Menschenrechtsorganisation:50 Millionen Menschen in moderner Sklaverei

Menschenrechtsorganisation: Fischerboote werden in der mauretanischen Hauptstadt Nouakchott entladen. Mauretanien ist eines der Länder, in denen moderne Sklaverei mit am verbreitetsten ist.

Fischerboote werden in der mauretanischen Hauptstadt Nouakchott entladen. Mauretanien ist eines der Länder, in denen moderne Sklaverei mit am verbreitetsten ist.

(Foto: Mey Dudin/dpa)

Die Zahl der Ausgebeuteten sei stark angestiegen, heißt es im Bericht der NGO "Walk Free". Gründe seien der Klimawandel, bewaffnete Konflikte, die Einschränkung von Frauenrechten, aber auch das Verhalten der G-20-Länder: Diese seien über ihre Lieferketten indirekt für die Hälfte aller Opfer moderner Sklaverei verantwortlich.

Die Zahl der Menschen, die zu Opfern moderner Sklaverei werden, ist Schätzungen zufolge in den vergangenen Jahren deutlich gestiegen.
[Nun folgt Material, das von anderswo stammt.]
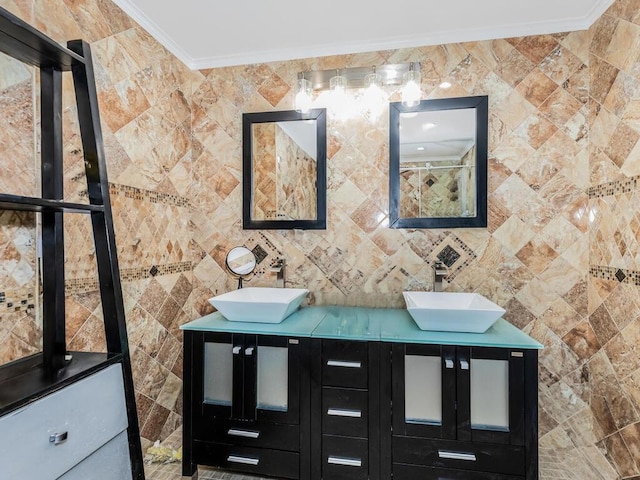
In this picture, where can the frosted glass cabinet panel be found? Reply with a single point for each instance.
(218, 373)
(273, 378)
(250, 377)
(489, 393)
(423, 389)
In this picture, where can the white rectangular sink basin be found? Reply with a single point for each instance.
(259, 304)
(452, 311)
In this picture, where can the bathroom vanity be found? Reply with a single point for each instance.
(356, 393)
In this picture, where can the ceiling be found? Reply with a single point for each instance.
(206, 33)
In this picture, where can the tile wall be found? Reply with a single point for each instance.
(612, 360)
(174, 148)
(144, 96)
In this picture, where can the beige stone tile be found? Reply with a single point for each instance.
(514, 234)
(624, 47)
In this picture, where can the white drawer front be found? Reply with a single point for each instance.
(109, 462)
(91, 412)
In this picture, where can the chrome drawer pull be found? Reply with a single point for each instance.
(341, 412)
(243, 433)
(347, 462)
(244, 460)
(58, 438)
(469, 457)
(341, 363)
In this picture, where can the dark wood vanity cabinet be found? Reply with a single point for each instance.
(243, 403)
(330, 405)
(345, 406)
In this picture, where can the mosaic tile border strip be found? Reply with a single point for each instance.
(135, 193)
(614, 188)
(16, 301)
(148, 195)
(83, 285)
(614, 274)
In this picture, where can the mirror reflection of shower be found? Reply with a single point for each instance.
(437, 163)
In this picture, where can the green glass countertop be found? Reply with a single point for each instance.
(367, 324)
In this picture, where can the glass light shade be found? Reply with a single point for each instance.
(303, 100)
(373, 99)
(342, 105)
(411, 89)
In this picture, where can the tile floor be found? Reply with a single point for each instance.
(173, 471)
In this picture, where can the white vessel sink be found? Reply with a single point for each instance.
(259, 304)
(452, 311)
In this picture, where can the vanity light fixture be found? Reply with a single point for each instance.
(370, 85)
(411, 92)
(374, 98)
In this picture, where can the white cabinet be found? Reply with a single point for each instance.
(50, 436)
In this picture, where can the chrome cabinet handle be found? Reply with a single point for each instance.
(347, 462)
(243, 433)
(341, 412)
(58, 438)
(469, 457)
(341, 363)
(243, 460)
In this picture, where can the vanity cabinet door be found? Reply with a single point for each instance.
(251, 377)
(424, 390)
(218, 363)
(491, 395)
(277, 379)
(459, 393)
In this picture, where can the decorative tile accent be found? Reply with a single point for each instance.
(614, 188)
(614, 274)
(17, 301)
(448, 256)
(148, 195)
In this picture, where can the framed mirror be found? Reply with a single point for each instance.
(284, 173)
(438, 163)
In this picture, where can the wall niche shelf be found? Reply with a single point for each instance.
(73, 411)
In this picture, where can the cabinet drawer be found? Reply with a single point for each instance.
(345, 458)
(250, 434)
(344, 364)
(259, 461)
(345, 412)
(87, 413)
(109, 462)
(413, 472)
(505, 459)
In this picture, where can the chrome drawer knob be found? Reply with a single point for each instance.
(58, 438)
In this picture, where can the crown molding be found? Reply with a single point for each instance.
(391, 43)
(155, 31)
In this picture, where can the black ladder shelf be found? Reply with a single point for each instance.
(30, 378)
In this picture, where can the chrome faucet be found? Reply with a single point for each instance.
(277, 267)
(439, 272)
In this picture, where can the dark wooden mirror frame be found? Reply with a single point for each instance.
(248, 120)
(480, 104)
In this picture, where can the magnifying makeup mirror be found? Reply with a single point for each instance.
(241, 262)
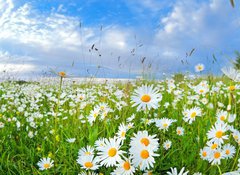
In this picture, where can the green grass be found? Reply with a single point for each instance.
(56, 118)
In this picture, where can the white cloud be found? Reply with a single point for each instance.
(209, 26)
(55, 40)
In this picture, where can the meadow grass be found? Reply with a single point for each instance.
(37, 119)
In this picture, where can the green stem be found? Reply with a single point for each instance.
(219, 169)
(236, 159)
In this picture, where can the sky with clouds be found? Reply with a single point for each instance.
(120, 39)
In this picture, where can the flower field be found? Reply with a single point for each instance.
(189, 126)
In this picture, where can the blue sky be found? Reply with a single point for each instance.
(42, 35)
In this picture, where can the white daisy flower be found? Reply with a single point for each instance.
(164, 123)
(199, 67)
(110, 153)
(229, 151)
(88, 162)
(167, 144)
(124, 167)
(142, 138)
(89, 150)
(143, 157)
(217, 133)
(216, 156)
(45, 163)
(205, 153)
(175, 172)
(180, 131)
(71, 140)
(146, 97)
(191, 114)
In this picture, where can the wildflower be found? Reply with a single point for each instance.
(143, 157)
(191, 114)
(110, 153)
(146, 97)
(229, 150)
(164, 123)
(45, 163)
(142, 138)
(231, 73)
(124, 167)
(71, 140)
(180, 131)
(89, 150)
(87, 162)
(167, 144)
(174, 172)
(199, 68)
(216, 157)
(205, 153)
(217, 133)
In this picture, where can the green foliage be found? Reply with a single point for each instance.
(236, 63)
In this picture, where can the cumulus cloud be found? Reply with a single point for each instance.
(209, 26)
(43, 40)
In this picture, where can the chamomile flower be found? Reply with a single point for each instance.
(167, 144)
(143, 156)
(71, 140)
(175, 172)
(180, 131)
(122, 130)
(110, 153)
(45, 163)
(191, 114)
(216, 157)
(205, 153)
(164, 123)
(89, 150)
(87, 162)
(142, 138)
(124, 167)
(218, 133)
(229, 151)
(222, 115)
(146, 97)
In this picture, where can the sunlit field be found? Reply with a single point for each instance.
(183, 123)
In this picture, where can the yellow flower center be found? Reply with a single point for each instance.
(231, 88)
(219, 134)
(227, 151)
(145, 98)
(204, 154)
(88, 165)
(87, 153)
(165, 125)
(145, 141)
(222, 118)
(46, 165)
(112, 152)
(193, 115)
(144, 154)
(126, 165)
(217, 155)
(214, 146)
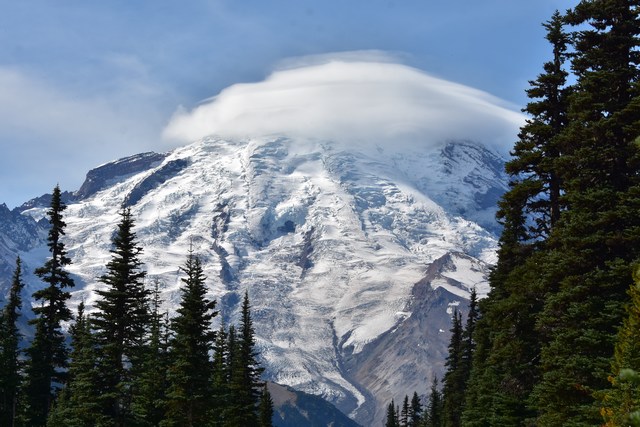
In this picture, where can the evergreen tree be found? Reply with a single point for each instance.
(453, 390)
(120, 323)
(404, 412)
(149, 403)
(622, 400)
(506, 368)
(392, 417)
(265, 410)
(221, 375)
(189, 398)
(47, 355)
(245, 374)
(433, 415)
(78, 403)
(597, 237)
(10, 375)
(415, 411)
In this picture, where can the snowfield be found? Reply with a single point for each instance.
(330, 242)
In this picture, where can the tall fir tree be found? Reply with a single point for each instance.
(622, 400)
(415, 411)
(453, 389)
(78, 403)
(434, 410)
(120, 323)
(392, 415)
(220, 376)
(244, 382)
(152, 382)
(10, 369)
(404, 412)
(190, 394)
(597, 237)
(47, 355)
(505, 368)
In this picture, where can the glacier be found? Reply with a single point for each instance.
(353, 255)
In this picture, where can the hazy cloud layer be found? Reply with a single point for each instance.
(355, 101)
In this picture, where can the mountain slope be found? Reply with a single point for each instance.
(334, 245)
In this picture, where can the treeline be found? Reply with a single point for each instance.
(128, 364)
(557, 341)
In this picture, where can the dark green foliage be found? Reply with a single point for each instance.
(392, 415)
(120, 324)
(244, 380)
(454, 378)
(190, 393)
(78, 404)
(10, 375)
(221, 374)
(415, 411)
(571, 230)
(433, 416)
(404, 412)
(598, 237)
(149, 404)
(623, 398)
(47, 355)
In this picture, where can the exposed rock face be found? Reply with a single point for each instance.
(353, 259)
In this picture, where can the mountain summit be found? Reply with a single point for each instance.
(353, 257)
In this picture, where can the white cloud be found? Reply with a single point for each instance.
(351, 100)
(50, 135)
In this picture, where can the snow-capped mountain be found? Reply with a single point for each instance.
(353, 258)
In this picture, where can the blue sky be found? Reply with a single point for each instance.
(83, 83)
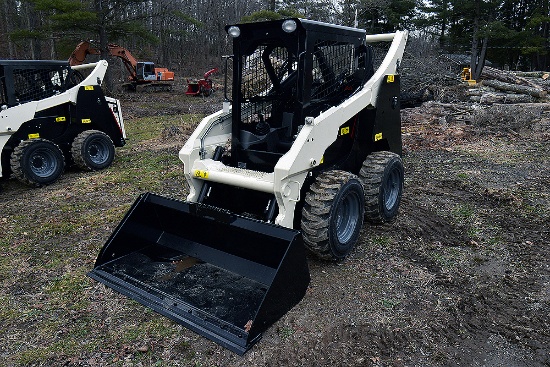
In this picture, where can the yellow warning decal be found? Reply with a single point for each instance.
(201, 174)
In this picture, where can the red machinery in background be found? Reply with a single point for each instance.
(201, 86)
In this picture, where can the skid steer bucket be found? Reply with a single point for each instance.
(226, 277)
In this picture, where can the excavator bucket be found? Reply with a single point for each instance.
(224, 276)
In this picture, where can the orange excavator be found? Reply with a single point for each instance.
(142, 73)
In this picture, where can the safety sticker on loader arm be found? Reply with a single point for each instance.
(201, 174)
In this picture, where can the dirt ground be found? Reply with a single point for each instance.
(462, 278)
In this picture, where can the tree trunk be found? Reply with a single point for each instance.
(535, 92)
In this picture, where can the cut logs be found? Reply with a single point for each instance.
(506, 87)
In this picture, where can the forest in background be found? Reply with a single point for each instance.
(188, 36)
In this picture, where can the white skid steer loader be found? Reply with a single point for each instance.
(51, 115)
(307, 146)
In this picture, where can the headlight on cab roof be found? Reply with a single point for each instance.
(289, 25)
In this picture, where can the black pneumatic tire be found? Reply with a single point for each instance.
(333, 214)
(37, 162)
(93, 150)
(382, 174)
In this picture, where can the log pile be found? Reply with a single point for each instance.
(499, 86)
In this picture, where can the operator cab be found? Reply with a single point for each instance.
(283, 72)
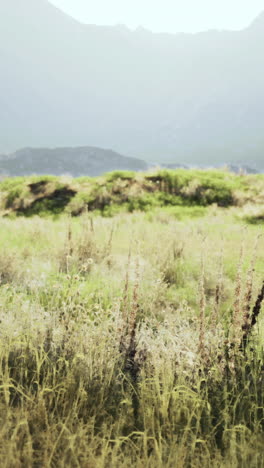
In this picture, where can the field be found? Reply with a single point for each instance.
(131, 332)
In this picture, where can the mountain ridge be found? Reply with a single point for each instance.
(189, 98)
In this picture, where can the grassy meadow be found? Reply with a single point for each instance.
(131, 321)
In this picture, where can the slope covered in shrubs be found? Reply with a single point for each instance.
(128, 191)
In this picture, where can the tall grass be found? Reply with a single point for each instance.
(116, 353)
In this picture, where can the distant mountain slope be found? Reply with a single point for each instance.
(195, 99)
(74, 161)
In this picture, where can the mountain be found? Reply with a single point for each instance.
(76, 162)
(186, 98)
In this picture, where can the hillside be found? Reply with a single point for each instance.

Das geht aus dem jüngsten Global Slavery Index der australischen Menschenrechtsorganisation Walk Free hervor, der am Mittwoch in London veröffentlicht wurde. Für den Bericht wurde auf die Expertise von Statistikern, Kriminologen, Rechtsanwälten und Entwicklungshilfeexperten zurückgegriffen.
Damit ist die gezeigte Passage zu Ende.